小鳥をめぐるお話6
落ちていく感覚がした。それはただの感覚なのか、それとも本当に落ちていってしまっているのか。
その最中で、ニグレドはハッと目を開けた。右も左も、上も下も分からない中。ふと、何か揺らめくものが見えた。
右も左も、上も下も分からない。でも、“それ”は下にあると感じた。流れ、淀み、溜まった。揺らめき、うごめき、ふつふつと。
ニグレドは体を動かせずにいるまま、うっすらと悟る。自分は“それ”に向かって落ちていっているのだと。何か、大きな抗いがたい力によって否応なく引き寄せられるかのように。
“それ”は得体の知れない化物のように、手を伸ばし、大口を開け、涎を垂らして、少年のことを丸ごと飲み込まんとする――
その時、ニグレドの目にあるものが映った。それは一羽の小鳥。小さな灰色の体が、ニグレドの方に向かって飛んできているように見える。
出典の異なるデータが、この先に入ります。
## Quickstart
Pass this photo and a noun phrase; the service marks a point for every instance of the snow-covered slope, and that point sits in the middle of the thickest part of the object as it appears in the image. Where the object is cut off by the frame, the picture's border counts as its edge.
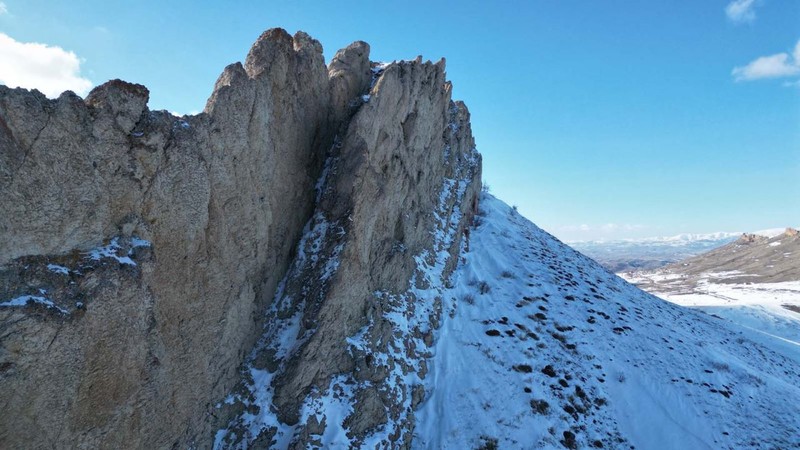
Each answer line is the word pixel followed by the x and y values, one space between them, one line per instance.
pixel 753 282
pixel 540 347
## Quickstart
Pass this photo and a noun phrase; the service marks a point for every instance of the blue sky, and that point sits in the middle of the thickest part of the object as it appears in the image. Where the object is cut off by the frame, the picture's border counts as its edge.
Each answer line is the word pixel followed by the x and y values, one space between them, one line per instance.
pixel 600 120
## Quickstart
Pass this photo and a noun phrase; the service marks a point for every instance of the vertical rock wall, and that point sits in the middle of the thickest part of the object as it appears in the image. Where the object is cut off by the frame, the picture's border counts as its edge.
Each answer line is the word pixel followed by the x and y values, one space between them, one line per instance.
pixel 130 356
pixel 300 225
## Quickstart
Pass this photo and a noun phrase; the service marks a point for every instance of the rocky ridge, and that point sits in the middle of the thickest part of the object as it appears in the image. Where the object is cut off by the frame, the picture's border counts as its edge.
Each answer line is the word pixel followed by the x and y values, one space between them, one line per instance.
pixel 143 256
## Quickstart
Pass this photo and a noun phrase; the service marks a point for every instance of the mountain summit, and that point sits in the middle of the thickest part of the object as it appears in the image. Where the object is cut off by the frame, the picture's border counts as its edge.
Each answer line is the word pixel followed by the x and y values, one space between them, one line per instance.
pixel 310 263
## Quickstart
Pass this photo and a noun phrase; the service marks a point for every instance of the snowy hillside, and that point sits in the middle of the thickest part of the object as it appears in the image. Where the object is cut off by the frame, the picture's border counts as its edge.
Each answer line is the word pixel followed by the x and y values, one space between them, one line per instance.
pixel 753 282
pixel 540 347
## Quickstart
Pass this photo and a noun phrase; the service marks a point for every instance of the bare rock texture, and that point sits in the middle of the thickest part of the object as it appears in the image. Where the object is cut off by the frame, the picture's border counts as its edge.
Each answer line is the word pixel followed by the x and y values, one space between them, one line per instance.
pixel 398 193
pixel 196 219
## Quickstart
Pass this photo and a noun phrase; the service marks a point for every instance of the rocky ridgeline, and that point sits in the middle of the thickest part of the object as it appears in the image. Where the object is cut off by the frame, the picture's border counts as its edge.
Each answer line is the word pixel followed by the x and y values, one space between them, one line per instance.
pixel 165 281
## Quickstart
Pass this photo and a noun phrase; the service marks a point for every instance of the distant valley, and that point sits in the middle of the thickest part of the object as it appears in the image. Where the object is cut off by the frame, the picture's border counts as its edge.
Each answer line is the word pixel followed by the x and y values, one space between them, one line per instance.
pixel 753 282
pixel 652 253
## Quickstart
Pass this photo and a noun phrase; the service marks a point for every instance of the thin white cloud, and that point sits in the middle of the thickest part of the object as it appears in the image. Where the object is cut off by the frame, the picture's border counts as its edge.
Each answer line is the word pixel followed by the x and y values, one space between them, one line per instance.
pixel 50 69
pixel 793 84
pixel 741 11
pixel 780 65
pixel 604 228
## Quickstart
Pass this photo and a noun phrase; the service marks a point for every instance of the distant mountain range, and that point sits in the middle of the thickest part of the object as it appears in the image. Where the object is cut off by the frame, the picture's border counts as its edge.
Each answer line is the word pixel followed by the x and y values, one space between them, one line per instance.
pixel 753 282
pixel 652 253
(どうしてこんなところに小鳥が)と疑問が頭をかすめたが、それに構う間もなく、ニグレドは思わずとっさに叫んだ。懸命に羽ばたく小鳥。しかし無情にもその行く先には、得体の知れない化物の魔の手が待ち構えているように思えて。
「こっちに来るな、逃げろ!」
そこでニグレドは目を覚ました。
実際にはニグレドの体はどこにも落ちていってなどいなくて、その場に倒れこんでしまっていただけだった。
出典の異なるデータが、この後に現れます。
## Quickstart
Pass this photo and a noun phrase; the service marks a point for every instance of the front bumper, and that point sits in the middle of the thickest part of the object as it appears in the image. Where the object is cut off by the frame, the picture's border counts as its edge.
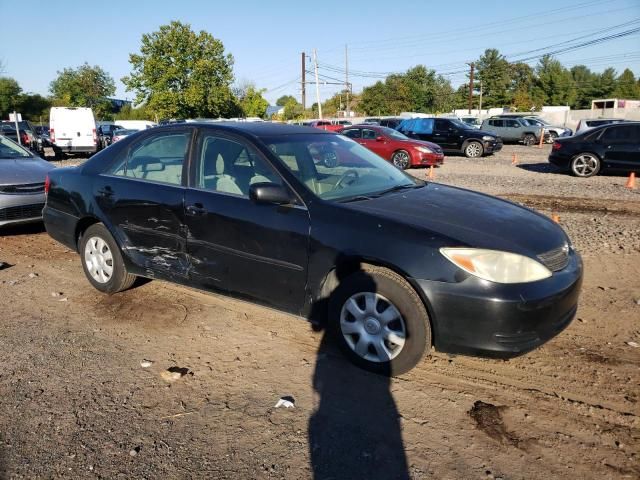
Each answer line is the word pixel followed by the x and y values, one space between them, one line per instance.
pixel 492 147
pixel 15 209
pixel 483 318
pixel 430 159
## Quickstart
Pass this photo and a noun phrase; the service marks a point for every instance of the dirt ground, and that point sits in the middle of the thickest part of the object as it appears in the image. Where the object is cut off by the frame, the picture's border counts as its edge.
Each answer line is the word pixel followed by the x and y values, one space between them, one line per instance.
pixel 75 401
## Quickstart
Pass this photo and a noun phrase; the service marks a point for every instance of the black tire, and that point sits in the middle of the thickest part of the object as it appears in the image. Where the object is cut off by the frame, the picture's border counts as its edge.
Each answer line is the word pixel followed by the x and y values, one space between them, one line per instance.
pixel 473 150
pixel 119 279
pixel 401 159
pixel 585 165
pixel 396 292
pixel 529 139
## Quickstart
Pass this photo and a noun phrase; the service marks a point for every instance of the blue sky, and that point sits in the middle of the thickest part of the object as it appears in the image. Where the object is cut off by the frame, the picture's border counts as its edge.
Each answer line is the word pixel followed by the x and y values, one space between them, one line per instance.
pixel 266 37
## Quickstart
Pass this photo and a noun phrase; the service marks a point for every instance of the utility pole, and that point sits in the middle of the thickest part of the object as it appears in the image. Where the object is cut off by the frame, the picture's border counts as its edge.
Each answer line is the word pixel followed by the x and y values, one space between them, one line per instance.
pixel 472 65
pixel 346 69
pixel 315 63
pixel 304 91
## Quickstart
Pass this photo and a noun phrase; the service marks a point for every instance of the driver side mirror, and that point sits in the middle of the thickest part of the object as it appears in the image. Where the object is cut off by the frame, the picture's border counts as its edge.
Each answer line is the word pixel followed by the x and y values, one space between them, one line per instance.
pixel 269 193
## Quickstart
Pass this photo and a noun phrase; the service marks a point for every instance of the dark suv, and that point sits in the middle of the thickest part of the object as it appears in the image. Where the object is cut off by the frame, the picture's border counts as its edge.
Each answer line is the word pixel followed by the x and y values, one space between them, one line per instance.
pixel 452 135
pixel 609 147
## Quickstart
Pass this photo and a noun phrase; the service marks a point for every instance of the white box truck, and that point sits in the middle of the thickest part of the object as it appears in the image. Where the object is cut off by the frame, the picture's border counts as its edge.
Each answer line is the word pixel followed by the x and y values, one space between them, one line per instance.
pixel 73 130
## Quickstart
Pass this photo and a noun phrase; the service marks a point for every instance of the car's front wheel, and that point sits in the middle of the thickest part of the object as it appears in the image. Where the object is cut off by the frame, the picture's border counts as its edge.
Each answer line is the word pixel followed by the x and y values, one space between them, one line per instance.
pixel 379 321
pixel 473 150
pixel 401 159
pixel 585 165
pixel 102 261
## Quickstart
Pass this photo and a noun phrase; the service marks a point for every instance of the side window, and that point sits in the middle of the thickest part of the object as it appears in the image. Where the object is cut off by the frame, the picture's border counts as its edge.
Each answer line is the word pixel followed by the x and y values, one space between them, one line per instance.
pixel 157 158
pixel 369 134
pixel 231 167
pixel 423 125
pixel 353 133
pixel 441 125
pixel 620 134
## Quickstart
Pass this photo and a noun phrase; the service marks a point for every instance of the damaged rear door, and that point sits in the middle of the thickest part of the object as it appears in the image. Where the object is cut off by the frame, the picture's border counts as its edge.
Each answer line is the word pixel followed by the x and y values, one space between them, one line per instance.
pixel 142 197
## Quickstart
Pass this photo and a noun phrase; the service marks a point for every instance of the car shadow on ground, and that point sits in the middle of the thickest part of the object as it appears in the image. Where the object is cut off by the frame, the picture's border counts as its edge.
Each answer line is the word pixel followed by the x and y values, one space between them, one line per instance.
pixel 22 229
pixel 541 168
pixel 355 430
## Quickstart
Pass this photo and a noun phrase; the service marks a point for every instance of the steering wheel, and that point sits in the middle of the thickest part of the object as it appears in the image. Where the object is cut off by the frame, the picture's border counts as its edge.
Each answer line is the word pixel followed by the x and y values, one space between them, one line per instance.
pixel 348 173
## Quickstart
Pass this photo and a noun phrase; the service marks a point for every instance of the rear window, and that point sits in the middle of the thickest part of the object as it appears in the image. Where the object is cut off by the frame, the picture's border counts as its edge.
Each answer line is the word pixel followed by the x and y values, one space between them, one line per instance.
pixel 417 125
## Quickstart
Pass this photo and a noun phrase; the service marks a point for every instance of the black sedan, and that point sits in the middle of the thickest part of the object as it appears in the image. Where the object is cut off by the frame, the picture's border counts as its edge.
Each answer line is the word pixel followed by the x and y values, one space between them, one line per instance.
pixel 613 147
pixel 393 264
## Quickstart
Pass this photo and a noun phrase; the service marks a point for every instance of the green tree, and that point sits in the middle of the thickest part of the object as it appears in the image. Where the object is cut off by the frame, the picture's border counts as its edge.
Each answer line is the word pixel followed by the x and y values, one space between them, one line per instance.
pixel 252 102
pixel 585 84
pixel 554 83
pixel 627 86
pixel 182 74
pixel 283 100
pixel 605 83
pixel 85 86
pixel 494 72
pixel 9 96
pixel 129 113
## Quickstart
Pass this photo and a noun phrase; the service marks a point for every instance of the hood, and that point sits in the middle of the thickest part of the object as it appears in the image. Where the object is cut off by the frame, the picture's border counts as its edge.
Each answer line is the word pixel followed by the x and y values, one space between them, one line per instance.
pixel 23 170
pixel 431 145
pixel 466 218
pixel 480 133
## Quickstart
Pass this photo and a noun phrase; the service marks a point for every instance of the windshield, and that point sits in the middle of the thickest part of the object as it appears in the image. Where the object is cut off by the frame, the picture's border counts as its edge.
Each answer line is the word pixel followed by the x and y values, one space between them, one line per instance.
pixel 9 149
pixel 459 123
pixel 394 133
pixel 336 168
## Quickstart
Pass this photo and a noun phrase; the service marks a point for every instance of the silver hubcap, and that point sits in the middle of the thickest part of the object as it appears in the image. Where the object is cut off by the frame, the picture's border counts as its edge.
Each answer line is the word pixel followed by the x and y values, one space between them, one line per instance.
pixel 98 259
pixel 585 165
pixel 372 327
pixel 401 160
pixel 473 150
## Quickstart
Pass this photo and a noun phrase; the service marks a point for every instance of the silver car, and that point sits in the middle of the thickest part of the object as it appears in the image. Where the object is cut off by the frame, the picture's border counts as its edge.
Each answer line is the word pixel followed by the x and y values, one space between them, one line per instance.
pixel 22 178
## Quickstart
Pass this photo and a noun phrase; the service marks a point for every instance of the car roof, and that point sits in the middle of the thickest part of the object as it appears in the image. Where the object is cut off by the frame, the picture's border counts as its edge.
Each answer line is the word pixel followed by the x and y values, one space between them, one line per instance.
pixel 258 129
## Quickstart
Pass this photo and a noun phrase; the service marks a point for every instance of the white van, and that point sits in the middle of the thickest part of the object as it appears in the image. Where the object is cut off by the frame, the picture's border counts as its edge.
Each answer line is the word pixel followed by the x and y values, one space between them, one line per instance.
pixel 73 129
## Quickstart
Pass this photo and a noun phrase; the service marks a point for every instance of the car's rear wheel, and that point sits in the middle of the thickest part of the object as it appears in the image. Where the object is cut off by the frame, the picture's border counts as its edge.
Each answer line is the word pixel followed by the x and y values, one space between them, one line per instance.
pixel 102 261
pixel 401 159
pixel 529 139
pixel 379 321
pixel 585 165
pixel 474 150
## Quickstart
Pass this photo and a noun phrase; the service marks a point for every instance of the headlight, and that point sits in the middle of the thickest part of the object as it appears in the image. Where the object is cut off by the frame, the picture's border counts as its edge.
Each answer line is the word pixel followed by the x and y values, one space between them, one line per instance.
pixel 424 149
pixel 496 266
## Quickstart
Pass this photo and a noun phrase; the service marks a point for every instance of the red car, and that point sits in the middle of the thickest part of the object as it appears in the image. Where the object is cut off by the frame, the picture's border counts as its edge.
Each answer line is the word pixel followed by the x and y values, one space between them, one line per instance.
pixel 395 147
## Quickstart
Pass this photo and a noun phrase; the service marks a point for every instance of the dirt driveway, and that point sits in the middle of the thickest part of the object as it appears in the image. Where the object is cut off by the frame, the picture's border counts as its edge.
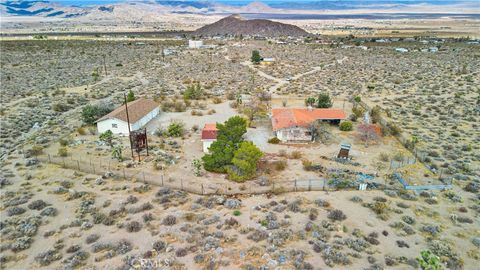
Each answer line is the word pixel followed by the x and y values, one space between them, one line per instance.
pixel 223 111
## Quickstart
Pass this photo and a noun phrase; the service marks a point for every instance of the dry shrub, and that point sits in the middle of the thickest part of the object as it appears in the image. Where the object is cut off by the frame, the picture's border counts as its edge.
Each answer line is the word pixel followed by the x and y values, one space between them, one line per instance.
pixel 280 165
pixel 296 155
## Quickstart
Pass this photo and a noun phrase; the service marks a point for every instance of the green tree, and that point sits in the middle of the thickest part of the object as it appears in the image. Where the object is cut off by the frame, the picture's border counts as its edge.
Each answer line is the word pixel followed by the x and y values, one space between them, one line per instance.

(疲労と空腹のあまりに気を失って夢でも見たかな……)
そう目をしばたき、上体を起こすニグレド。
覗いていた穴の先からはもう、何かが駆けるような音は聞こえてこない。うっすら白色に見える光だけがぼんやりとニグレドの目に映るのみ。ニグレドはふぅ、と息を吐いた。
(……何かしらの手がかりは得られた。ここにはまた来ればいいさ)
タニアは駆け足で洞窟の外へ出た。その手には、まるでブーケのように束ねられた何輪もの雫草が握られている。夜に差しかかろうとする薄闇の中、タニアの右頬に傷跡の残る浮かない顔が、雫草の花の淡く白い光を受けて照らされた。
しばらくその場に立ち尽くして、ぼうっと雫草を見つめるともなしに見つめた後、タニアは大きく息をついた。
(雫草、摘んでこられて良かった)
まずはそう、安堵の息を。
(それにしても、ああ、びっくりした……)
そしてタニアは、先ほどまでのことを振り返る。
ここは、タニアが知っている雫草の花が咲く場所。この場所のことはタニアは誰にも話していない。ここに来ればいつだって、希少な薬草である雫草を見つけられた。岩の裂け目のような洞窟から染み出してくる水が成す小さな小さな川の流れに沿って、ぽつりぽつりと雫草の花が咲く。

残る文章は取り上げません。